Curious… given that Apple designed the specification, and included the two part sRGB transfer function as part of the specification of the RGB encoding, has anyone checked the rTRC, gTRC, or bTRC of the EDID generated display for such monitors?
I did using the iccinspector tool and the handy LUT dumping functionality that @remia wrote in.
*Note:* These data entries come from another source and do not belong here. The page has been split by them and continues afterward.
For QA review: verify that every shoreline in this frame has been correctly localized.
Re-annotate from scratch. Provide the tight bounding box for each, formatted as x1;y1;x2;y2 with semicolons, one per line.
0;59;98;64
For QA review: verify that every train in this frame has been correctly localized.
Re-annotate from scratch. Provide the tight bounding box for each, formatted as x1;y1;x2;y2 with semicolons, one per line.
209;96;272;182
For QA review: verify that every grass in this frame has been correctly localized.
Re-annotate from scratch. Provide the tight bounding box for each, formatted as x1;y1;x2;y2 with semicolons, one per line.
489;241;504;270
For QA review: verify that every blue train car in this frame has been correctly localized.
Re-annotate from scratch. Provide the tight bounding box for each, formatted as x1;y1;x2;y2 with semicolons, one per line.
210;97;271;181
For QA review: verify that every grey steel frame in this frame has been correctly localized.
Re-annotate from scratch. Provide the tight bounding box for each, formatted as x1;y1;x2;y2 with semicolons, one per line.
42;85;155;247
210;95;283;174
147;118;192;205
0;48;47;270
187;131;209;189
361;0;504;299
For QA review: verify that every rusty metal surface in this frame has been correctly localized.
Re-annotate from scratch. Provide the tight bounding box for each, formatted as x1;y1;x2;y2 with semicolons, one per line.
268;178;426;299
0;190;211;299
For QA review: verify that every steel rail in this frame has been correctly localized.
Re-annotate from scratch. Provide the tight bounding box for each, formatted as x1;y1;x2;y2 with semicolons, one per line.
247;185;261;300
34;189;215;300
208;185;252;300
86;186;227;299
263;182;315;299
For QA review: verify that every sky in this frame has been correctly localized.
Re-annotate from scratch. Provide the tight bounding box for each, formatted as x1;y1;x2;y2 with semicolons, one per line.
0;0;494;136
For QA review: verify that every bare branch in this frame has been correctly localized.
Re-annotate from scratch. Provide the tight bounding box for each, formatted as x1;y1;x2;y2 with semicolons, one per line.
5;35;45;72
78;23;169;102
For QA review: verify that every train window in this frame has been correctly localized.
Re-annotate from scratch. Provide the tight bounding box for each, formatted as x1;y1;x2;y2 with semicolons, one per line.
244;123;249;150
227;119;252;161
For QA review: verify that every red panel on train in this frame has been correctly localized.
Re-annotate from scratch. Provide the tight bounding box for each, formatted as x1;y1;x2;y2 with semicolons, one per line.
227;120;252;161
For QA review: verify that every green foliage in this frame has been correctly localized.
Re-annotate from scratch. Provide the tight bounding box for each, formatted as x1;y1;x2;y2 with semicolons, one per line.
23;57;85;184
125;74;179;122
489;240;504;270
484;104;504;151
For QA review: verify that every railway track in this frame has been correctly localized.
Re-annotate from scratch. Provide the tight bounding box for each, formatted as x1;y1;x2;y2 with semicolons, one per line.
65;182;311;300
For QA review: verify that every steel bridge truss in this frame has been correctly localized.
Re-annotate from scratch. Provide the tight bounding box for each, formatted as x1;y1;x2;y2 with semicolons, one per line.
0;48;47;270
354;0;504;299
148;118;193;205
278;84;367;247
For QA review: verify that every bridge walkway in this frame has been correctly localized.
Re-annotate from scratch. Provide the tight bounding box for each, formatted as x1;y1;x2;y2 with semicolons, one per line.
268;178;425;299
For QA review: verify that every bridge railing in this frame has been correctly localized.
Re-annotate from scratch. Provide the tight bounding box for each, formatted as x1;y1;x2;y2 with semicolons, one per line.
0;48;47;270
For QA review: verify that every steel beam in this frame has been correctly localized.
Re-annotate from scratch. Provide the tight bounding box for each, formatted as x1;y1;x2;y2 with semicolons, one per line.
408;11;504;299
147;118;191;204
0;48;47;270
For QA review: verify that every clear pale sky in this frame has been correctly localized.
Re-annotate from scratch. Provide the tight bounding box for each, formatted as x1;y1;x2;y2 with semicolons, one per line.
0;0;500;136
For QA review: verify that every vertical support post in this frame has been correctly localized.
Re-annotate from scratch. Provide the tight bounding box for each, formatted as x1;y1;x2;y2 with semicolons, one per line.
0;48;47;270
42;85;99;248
I’ve provided the sampling of the *TRC values in this Google Spreadsheet. We can see that the display is being characterized via the *TRC tags as a two part curve. It is however, a pure 2.2 EOTF broadly in terms of hardware. As per the above outlines, when the display is (mis)characterized as the two part, the *TRC lookups are what the uniform, closed domain colourimetry are encoded to, prior to routing to the display medium.
Under this chain of events and characterizations, we end up adhering to the IEC standard, but within the constraints of the ICC protocol.
I don’t think you are understanding what I’ve written. The IEC is the standard, and files encoded with the two part, of which many are, will be routed directly to the display in this case, as per the IEC standard. That is, in both cases, an unmanaged case, and in the case of (clever) workarounds through substitution of the *TRC tables, the IEC Standard outline is met.
Happens! In this case, if you work through the broad ICC (not IEC!) protocol, or generic “unmanaged” case, you should find that both situations will yield the protocol outlined in the IEC Standard. But please, check my claims, and validate!
Just to visualize how much of a difference we are talking about.
(ACES forum can be switched to a dark theme in the settings)
Below are 3 images. 2nd and 3rd shouldn’t be compared to each other in terms of how different they are from each other. Both 2nd and 3rd images should only be compared to the 1st one.
Here is the Normal image. Doesn’t matter, what DRT it is and what display EOTF it is encoded for. Let’s imagine it’s a photo or a painting. This way it’s easier to use it as a reference no matter what EOTF your display has.
Here is sRGB/Gamma 2.2 mismatch, that results in a brighter image in the shadows. For example when Gamma 2.2 ODT is used, but the actual display has sRGB piecewise EOTF.
Here is sRGB/Gamma 2.2 mismatch, that results in a darker image in the shadows. For example when sRGB piecewise ODT is used, but the actual display has pure gamma 2.2 EOTF.
@meleshkevich In Photoshop, the last two images will look the other way around
An image with a 2.2 gamma color profile on an sRGB monitor will be darker than an image with an sRGB profile on a monitor with a 2.2 gamma.